Outside of logging and the relatively small poppy and marijuana cultivating industries, ginseng hunting, beekeeping, fur trapping, and pine nut gathering were the most lucrative “crops” in the forest. The latter two, along with meat (and tiger) hunting, are pursued in winter, and every day that a villager was prevented from going into the forest meant money taken from her pocket and food taken from her table. A hand-to-mouth existence is, for most people who have the time and inclination to read books like this, nothing more than a quaint and vivid turn of phrase. But for many in the Bikin valley, it is a factual description of their reality. Denis Burukhin summed it up bitterly: “In Sobolonye, you go into the taiga for a week, come back, eat what you’ve got, and then it’s back into the taiga. What kind of life is that? It’s no life at all.”

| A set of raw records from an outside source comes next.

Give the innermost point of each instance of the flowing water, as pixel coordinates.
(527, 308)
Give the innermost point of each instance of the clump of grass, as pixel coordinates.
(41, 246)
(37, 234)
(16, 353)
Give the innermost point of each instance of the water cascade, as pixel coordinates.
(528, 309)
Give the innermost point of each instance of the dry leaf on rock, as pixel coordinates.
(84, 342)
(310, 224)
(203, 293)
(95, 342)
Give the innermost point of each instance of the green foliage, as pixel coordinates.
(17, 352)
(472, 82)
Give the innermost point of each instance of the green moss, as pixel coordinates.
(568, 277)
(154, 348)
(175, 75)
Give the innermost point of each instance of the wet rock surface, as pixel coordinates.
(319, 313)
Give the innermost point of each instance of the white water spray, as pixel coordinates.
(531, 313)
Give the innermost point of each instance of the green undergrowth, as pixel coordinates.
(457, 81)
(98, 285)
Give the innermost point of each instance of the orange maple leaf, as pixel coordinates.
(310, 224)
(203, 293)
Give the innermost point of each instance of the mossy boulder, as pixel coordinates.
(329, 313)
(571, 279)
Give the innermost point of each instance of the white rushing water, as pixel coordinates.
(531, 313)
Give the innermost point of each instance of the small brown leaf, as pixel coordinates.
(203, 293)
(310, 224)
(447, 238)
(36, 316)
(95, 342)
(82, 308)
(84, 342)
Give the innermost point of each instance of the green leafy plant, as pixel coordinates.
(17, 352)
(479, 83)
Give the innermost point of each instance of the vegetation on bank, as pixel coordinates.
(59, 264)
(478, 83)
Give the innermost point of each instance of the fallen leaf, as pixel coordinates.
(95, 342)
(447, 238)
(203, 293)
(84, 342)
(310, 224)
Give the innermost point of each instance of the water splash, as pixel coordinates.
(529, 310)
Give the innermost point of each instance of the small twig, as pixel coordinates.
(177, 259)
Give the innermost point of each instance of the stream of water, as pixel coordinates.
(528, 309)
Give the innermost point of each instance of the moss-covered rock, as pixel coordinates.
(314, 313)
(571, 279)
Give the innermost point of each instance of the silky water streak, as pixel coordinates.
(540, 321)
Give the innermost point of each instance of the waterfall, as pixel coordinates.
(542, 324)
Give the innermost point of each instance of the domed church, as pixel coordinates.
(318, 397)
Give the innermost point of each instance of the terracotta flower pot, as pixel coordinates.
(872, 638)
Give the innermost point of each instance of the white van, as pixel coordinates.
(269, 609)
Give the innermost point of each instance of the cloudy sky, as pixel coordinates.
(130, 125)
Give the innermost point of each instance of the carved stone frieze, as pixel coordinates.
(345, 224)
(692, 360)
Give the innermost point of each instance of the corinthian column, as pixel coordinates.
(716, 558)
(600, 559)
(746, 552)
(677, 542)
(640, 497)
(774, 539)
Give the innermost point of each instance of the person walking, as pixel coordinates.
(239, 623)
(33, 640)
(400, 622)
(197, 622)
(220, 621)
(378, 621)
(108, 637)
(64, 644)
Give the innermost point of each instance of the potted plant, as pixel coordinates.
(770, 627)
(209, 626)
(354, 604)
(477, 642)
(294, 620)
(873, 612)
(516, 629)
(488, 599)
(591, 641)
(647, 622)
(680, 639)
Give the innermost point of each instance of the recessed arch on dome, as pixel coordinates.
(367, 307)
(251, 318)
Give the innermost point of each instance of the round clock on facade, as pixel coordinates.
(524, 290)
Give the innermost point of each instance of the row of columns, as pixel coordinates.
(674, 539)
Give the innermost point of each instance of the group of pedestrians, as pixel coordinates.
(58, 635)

A century ago, many Russians lived this way in the Far East, and most natives did, too. Then, there wasn’t an alternative, but the expectations for what life can and should be have changed radically in the past twenty years. Under communism, there was room, albeit strictly controlled, for aspiration, and there was a State guarantee of basic security in terms of education, employment, housing, and food. But most of these assurances disintegrated after perestroika. Replacing them, along with crime, alcoholism, and despondency, were satellite dishes offering multiple channels that allowed you to see just how far behind you really were. Nowadays, in many parts of the world—not just Sobolonye—it is possible to starve while watching television.